25 Kasım 1914'de doğan İlmiye Hanım, Muhaddiszadeler olarak bilinen köklü bir aileye mensuptu. Bu isim, İlmiye Hanım'ın dedesinin Fatih Camii'nde yanlış yazılmış bir hadisi tespit etmesi hasebiyleydi. Baba Âlim Muhaddisoğlu ise Hunat Camii'nin son müderrisiydi. Aynı zamanda Kayseri-Sivas-Mardin demiryollarını, Seyhan-Berdan Barajlarını yaptırdı. İlmiye Hanım 1932'de Alaeddin Bergman ile evlendi. Alaeddin Bey, Yeni Cumhuriyet'in mühendislik eğitimi için Almanya'ya gönderdiği 4 öğrenciden biriydi. Kayseri Tayyare Fabrikası'nın da kurucu müdürüydü. Kayseri’nin sanayileşmesindeki ve çıraklık okullarının yaygınlaşmasındaki rolü yadsınamayacak bir isimdi.
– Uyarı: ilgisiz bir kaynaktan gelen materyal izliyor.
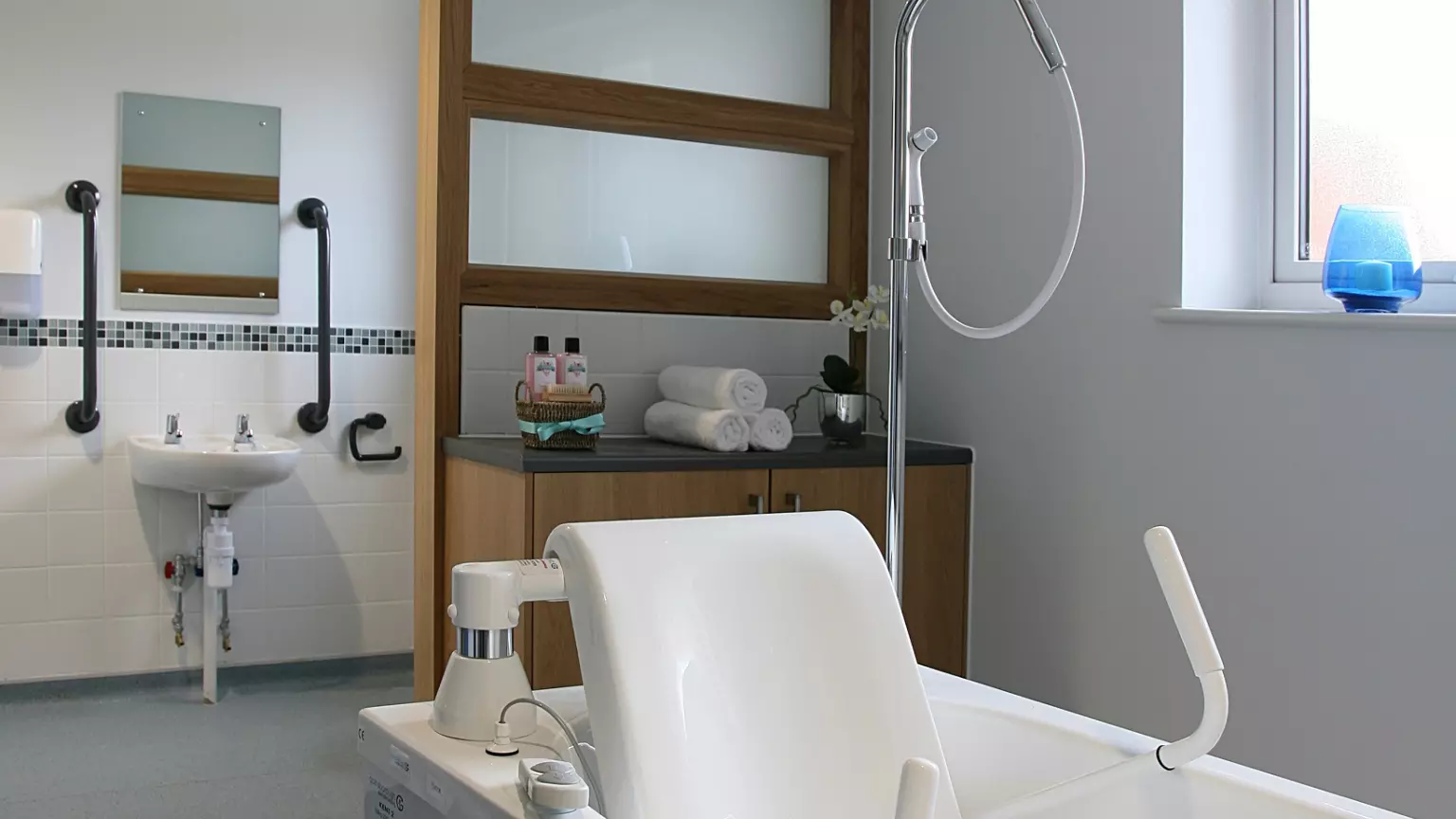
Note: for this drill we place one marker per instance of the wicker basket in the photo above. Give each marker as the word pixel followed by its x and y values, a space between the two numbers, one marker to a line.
pixel 558 411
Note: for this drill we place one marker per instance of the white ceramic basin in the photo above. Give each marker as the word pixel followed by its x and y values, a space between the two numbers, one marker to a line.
pixel 211 464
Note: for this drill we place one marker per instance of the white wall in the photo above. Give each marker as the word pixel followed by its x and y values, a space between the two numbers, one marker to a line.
pixel 342 72
pixel 325 557
pixel 1306 472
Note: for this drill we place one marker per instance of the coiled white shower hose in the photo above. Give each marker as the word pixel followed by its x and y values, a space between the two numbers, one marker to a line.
pixel 1064 260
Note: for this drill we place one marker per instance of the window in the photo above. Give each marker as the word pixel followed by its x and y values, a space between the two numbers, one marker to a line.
pixel 1361 117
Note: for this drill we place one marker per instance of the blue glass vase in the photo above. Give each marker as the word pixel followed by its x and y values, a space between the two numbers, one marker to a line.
pixel 1374 264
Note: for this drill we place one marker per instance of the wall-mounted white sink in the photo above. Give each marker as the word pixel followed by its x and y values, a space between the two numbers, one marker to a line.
pixel 211 464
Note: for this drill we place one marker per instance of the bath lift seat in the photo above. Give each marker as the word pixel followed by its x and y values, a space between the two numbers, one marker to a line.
pixel 749 667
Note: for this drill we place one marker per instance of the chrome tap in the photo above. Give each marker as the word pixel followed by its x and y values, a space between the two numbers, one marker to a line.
pixel 245 431
pixel 173 430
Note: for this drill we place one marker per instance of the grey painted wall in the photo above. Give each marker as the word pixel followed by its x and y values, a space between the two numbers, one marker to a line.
pixel 1308 472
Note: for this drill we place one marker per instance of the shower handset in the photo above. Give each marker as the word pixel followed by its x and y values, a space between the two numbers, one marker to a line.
pixel 922 140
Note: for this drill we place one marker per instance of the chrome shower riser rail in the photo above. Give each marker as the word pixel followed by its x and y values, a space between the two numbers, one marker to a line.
pixel 903 249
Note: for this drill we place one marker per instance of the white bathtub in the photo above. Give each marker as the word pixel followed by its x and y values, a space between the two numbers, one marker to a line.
pixel 997 748
pixel 1001 746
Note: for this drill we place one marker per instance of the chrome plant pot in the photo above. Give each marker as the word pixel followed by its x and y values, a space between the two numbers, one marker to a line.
pixel 842 417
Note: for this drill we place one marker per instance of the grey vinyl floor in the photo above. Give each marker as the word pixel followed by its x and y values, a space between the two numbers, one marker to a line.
pixel 279 745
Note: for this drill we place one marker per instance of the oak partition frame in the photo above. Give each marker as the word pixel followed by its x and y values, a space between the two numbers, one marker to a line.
pixel 453 91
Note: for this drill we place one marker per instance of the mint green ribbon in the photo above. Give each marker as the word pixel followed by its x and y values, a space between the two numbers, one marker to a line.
pixel 589 426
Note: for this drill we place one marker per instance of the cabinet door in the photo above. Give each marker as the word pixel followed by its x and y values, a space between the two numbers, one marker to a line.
pixel 937 560
pixel 621 496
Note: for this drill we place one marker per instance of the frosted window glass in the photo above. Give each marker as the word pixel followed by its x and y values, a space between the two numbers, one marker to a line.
pixel 587 200
pixel 1379 116
pixel 774 50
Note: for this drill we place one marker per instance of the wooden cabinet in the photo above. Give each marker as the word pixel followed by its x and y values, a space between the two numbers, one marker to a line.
pixel 494 513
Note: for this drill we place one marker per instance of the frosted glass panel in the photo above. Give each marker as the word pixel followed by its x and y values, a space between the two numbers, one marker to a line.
pixel 772 50
pixel 589 200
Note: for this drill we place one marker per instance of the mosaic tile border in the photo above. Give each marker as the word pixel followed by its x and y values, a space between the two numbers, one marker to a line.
pixel 201 336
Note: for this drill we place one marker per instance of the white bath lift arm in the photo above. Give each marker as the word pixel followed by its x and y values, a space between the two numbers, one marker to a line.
pixel 1208 666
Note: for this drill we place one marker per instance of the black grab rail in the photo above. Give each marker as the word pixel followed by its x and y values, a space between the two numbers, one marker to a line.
pixel 83 415
pixel 315 415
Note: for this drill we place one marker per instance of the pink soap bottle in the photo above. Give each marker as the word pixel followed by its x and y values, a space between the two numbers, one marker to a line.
pixel 540 368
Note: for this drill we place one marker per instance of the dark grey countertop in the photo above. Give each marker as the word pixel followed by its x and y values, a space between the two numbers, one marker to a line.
pixel 646 455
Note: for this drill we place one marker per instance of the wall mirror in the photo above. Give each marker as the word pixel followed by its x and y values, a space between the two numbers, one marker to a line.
pixel 198 213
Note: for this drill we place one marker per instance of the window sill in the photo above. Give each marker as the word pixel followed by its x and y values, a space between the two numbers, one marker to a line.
pixel 1327 319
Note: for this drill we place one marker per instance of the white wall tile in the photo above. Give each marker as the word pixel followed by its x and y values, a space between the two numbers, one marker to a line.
pixel 334 580
pixel 291 529
pixel 27 651
pixel 374 379
pixel 24 484
pixel 486 406
pixel 76 538
pixel 185 376
pixel 132 589
pixel 22 539
pixel 22 595
pixel 291 379
pixel 119 490
pixel 485 339
pixel 317 631
pixel 132 645
pixel 128 535
pixel 22 373
pixel 22 428
pixel 76 484
pixel 76 592
pixel 119 422
pixel 611 343
pixel 241 376
pixel 361 528
pixel 130 374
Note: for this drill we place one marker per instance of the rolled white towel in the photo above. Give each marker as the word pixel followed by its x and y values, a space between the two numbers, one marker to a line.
pixel 714 388
pixel 769 430
pixel 719 430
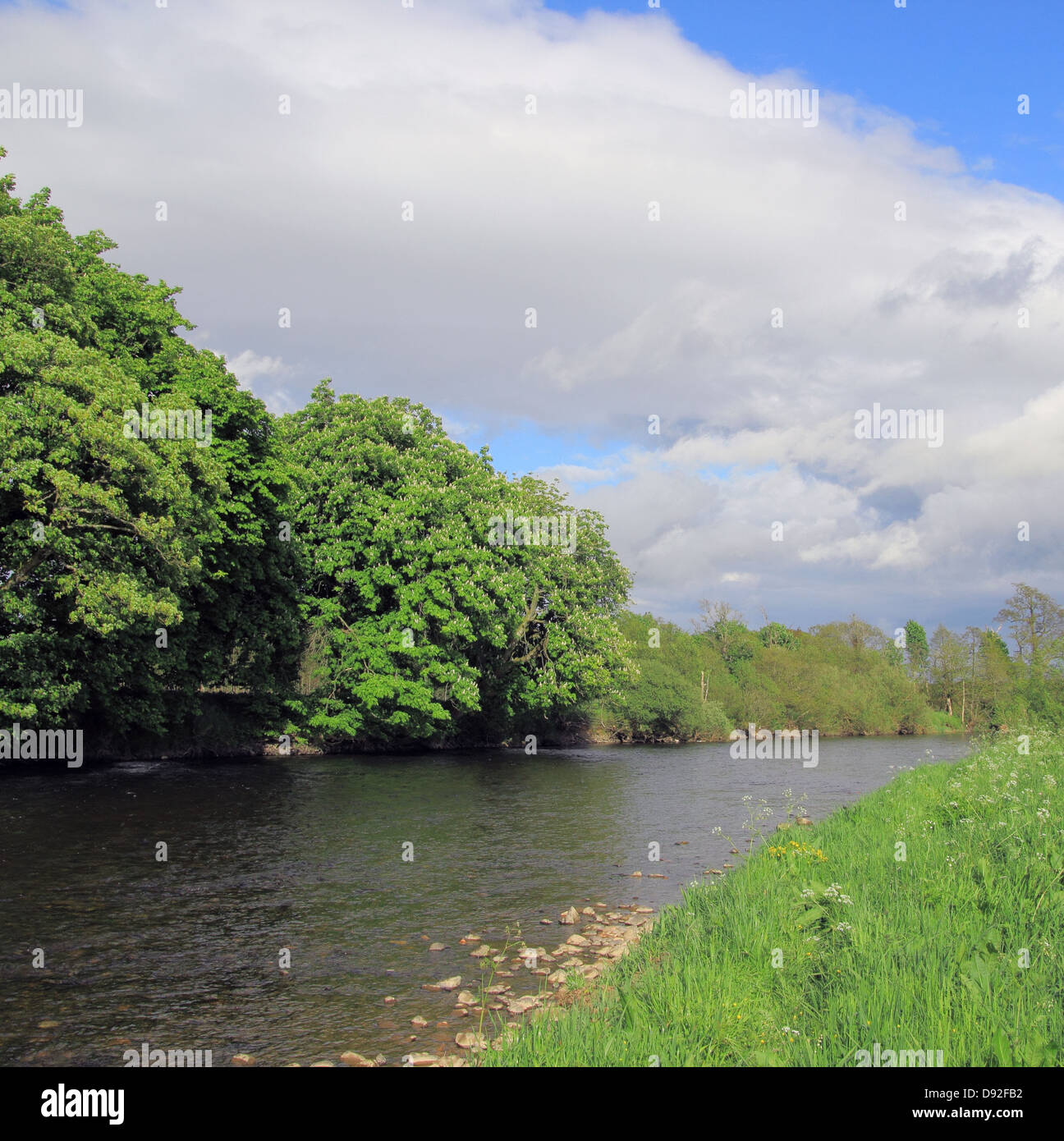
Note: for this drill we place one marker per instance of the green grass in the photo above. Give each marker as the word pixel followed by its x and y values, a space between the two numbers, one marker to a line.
pixel 926 955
Durum böyleyken 1936 yazında, İlmiye Hanım Talas Amerikan Koleji'nin düzenlediği bir etkinlik ile Erciyes Dağı’na çıkılacağından haberdar olur. Eşi Alaeddin Bey ona latife ederek, 'Yahu İlmiye, sen tırmanamazsın,' dese de o, grupla birlikte hiçbir profesyonel donanımı ve eğitimi olmadan 26 Temmuz günü tırmanışa başlar. Kaderin cilvesi, bir süre sonra ekipte bulunan doktor, Alaeddin Bey'e devam etmemesini önerir. İlmiye Hanım ise tırmanışı sürdürerek Erciyes'in zirvesine çıkan ilk kadın olur. Bu başarının büyüklüğünü idrak edebilmek için Türkiye dağcılık tarihinin sadece 12 yıl önce, 1924’de Miralay Cemil Cahit Bey'in gerçekleştirdiği bir başka Erciyes tırmanışı ile başladığını bilmemiz gerekir.
Bu ‘ilk’ten, 1960'lara dek kimsenin haberi olmaz. Ta ki o dönemin Spor İl Müdürü ortaya çıkarana kadar. 2010'daki Dünya Kadınlar Günü'nde Kayseri Büyükşehir Belediyesi İlmiye Hanım’a bir plaket takdim eder. Takvimler 17 Aralık 2015'i gösterdiğinde ise İstanbul’da ebediyete uğurlanır.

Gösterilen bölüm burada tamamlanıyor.